Some observations from executives I've met:
1. Take risks.
2. Be willing to take on responsibilities that you don't know how to do yet. If you're competent at the task you're working on, you're wasting your time.
3. Get to know all sorts of people throughout the organization. Not just the important people, but ordinary people working on interesting things. The important people notice that you know all the folks working on interesting things and start leaning on you to point them in the right direction.
4. Be the best in the vicinity in at least one area - the best salesman in your geographic region, the best frontend engineer on your product, the best UX designer in your department. The best has options, because everyone wants to work with them; the mediocre usually have to make do with what they're assigned to. The best usually also have management turn a blind eye when they steal time away from their main projects to work on professional development, because they're still outperforming everyone else. This becomes a virtuous cycle.
5. Volunteer for tasks that are a high priority for the organization. A lot of folks shy away from high-priority work because it's stressful; you have many powerful people breathing down your neck wanting things done yesterday. But everybody remembers who actually did that groundbreaking project, and it opens up opportunity in the future.
Some things I've noticed successful executives don't do:
1. Work 24/7. An occasional late-nighter on a critical project helps cement your reputation as a clutch player. Doing it all the time cements your reputation as a schmuck with no life.
2. Talk a lot. The best executives I know spend about 90% of their time listening and 10% talking. People who keep their mouths shut and ears open when they join an organization tend to outperform those who keep their ears shut and mouths open after about a year (it takes that long for the phonies to shake out).

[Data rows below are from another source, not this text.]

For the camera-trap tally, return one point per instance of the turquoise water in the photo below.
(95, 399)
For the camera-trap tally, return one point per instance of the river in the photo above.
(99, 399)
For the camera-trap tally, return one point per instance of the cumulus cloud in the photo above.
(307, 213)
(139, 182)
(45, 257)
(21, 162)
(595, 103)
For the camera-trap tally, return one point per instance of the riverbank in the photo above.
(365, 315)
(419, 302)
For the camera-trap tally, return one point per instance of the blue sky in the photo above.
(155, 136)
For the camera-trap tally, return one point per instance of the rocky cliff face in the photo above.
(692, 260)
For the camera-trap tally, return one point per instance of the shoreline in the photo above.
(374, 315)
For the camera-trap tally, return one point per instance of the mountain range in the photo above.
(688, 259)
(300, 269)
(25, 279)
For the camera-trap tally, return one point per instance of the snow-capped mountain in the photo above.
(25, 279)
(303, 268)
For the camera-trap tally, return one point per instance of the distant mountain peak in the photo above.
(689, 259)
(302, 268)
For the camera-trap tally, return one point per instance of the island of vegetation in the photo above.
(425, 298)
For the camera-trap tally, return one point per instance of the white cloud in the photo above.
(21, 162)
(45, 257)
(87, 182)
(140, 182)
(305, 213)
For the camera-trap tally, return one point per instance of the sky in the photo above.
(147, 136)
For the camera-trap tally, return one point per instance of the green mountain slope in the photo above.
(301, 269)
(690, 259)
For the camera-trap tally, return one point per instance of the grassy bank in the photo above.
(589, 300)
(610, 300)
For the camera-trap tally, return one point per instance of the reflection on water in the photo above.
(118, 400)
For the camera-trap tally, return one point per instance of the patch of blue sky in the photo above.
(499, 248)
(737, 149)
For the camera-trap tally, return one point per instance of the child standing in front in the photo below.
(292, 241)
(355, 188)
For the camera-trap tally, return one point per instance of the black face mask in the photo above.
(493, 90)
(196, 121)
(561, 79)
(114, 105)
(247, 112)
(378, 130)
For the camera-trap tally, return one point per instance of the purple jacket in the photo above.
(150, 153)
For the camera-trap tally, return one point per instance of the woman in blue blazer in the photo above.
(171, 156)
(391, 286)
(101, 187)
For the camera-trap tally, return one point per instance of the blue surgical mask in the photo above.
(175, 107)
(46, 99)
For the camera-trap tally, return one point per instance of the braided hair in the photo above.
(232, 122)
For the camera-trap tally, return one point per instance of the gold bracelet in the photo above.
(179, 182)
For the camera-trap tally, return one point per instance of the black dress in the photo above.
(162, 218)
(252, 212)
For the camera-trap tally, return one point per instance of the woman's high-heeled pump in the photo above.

3. Think of themselves in terms of one particular functional group. Being an executive is its own skillset - if you think of yourself as an engineer, or a salesperson, or a lawyer, you're artificially limiting yourself. Think of yourself as a provider of solutions - heck, doesn't patio11 give the same advice for small business owners?
4. Be cynical. It's interesting that the Gervais principle is the top comment here - there's a grain of truth to that, but if you believe it too literally you're doomed to underperforming loserhood.